1. A method for packaging glass substrates for storage and/or transportation, each substrate having two substantially flat surfaces which are coated with a water-removable protective coating, said method comprising in order:

(A) stacking the coated glass substrates to form a block; and

(B) packaging the block in a container having a sealed internal environment which protects the water-removable protective coating from humidity-based degradation.

2. The method of claim 1 wherein said substrates when stacked have exposed corners and edges and said method comprises protecting the exposed corners and/or at least some of the exposed edges of the substrates using cushioning material prior to step (B).
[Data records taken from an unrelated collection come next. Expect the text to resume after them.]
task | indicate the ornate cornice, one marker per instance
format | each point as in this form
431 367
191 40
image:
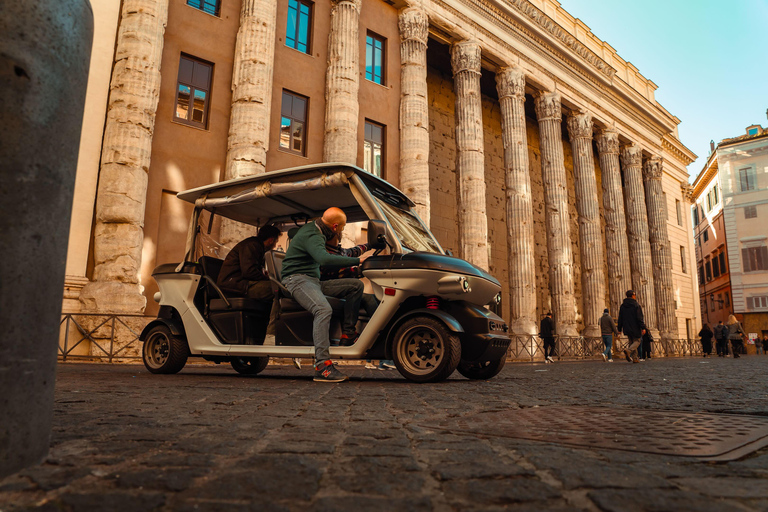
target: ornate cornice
548 106
608 142
510 82
631 156
653 168
465 57
413 23
580 125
3. The method of claim 2 wherein both the exposed corners and at least some of the exposed edges of the substrates are protected using cushioning material.

4. The method of claim 1 wherein the container is an air-sealing polymer bag or polymer wrapping.
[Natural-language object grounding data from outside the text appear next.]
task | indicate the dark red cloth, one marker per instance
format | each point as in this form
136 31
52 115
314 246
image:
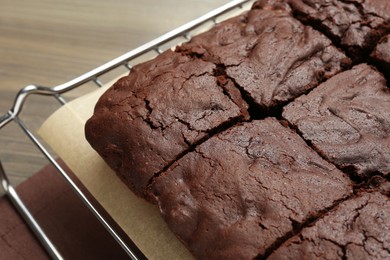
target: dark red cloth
70 225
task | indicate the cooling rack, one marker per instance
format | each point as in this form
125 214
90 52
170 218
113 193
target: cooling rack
13 116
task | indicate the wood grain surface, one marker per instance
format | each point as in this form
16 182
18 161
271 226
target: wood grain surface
47 43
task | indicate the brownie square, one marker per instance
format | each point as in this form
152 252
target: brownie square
153 115
347 120
381 55
244 188
355 24
271 56
358 229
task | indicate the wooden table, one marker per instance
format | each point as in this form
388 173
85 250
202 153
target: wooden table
47 43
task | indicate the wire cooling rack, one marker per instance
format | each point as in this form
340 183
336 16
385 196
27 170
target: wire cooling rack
13 116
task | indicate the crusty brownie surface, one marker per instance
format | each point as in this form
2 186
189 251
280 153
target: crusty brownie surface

5. The method of claim 1 wherein the coated glass substrates are stacked together using separators between the substrates.
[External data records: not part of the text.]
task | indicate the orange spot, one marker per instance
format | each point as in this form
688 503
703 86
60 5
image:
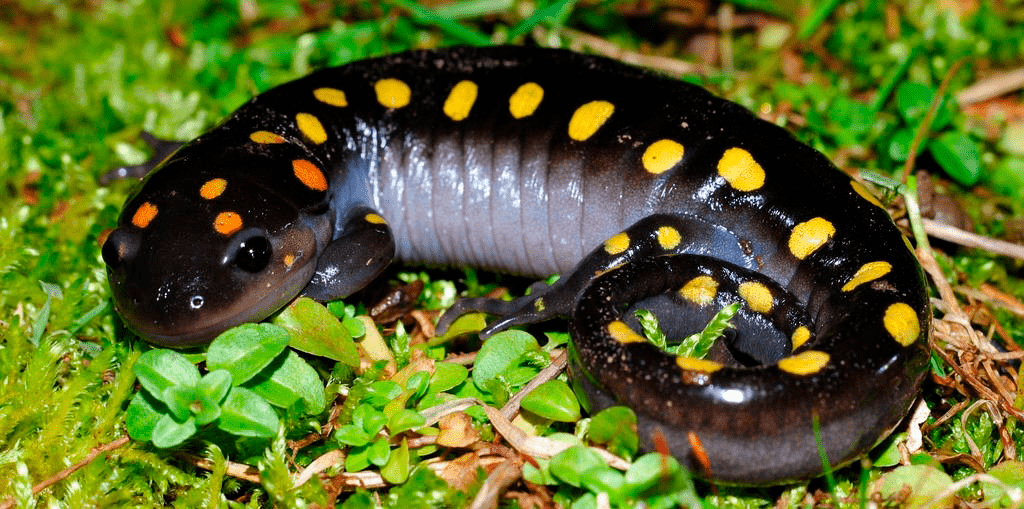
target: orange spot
213 188
227 223
309 174
266 137
143 215
699 453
6. The method of claim 1 wherein the internal volume within the container is vacuumed prior to sealing.

7. The method of claim 1 wherein the internal volume within the container is filled with an inert gas or an inert gas mixture prior to sealing.

8. The method of claim 1 wherein the internal volume within the bag or wrapping is sealed in a controlled humidity environment.

9. The method of claim 8 wherein the controlled humidity environment has a relative humidity of less than 50% at a temperature less than 50° C.

10. The method of claim 1 wherein the water-removable protective coating is protected from degradation for at least 6 months in an ambient environment having a relative humidity of 90 percent at 50° C.

11. The method of claim 1 comprising the additional steps of:

removing the glass substrates from the container; and

removing the water-removable protective coating from the glass substrates using an aqueous cleaning method.

12. The method of claim 11 wherein the aqueous cleaning method includes washing the glass substrates in an aqueous solution of an alkaline detergent whose temperature is between 25° C. and 80° C.

13. A package of glass substrates comprising:

(A) a plurality of glass substrates arranged in a block, each of said substrates having two substantially flat surfaces which are coated with a water-removable protective coating; and

(B) an air-sealing container surrounding the block, said container forming a sealed internal environment which protects the water-removable protective coating from humidity-based degradation.

14. The package of glass substrates of claim 13 wherein the substrates when stacked have exposed corners and edges and said package further comprises cushioning material applied to the exposed corners and/or at least some of the exposed edges of the substrates.

15. The package of claim 14 wherein cushioning material is applied to both the exposed corners of the substrates and at least some of the exposed edges.

16. The package of claim 13 wherein the container is an air-sealing polymer bag or polymer wrapping.

17. The package of claim 13 further comprising separators between the substrates.

18. The package of claim 13 wherein the sealed internal environment is at a pressure below atmospheric pressure.

19. The package of claim 13 wherein the sealed internal environment contains an inert gas or an inert gas mixture.

20. The package of claim 13 wherein the sealed internal environment contains air which has a relative humidity of less than 50% at a temperature less than 50° C.

21. The package of claim 13 wherein the water-removable protective coating is protected from degradation for at least 6 months in an ambient environment having a relative humidity of 90 percent at 50° C.

22. The package of claim 13 wherein the glass substrates are LCD glass substrates.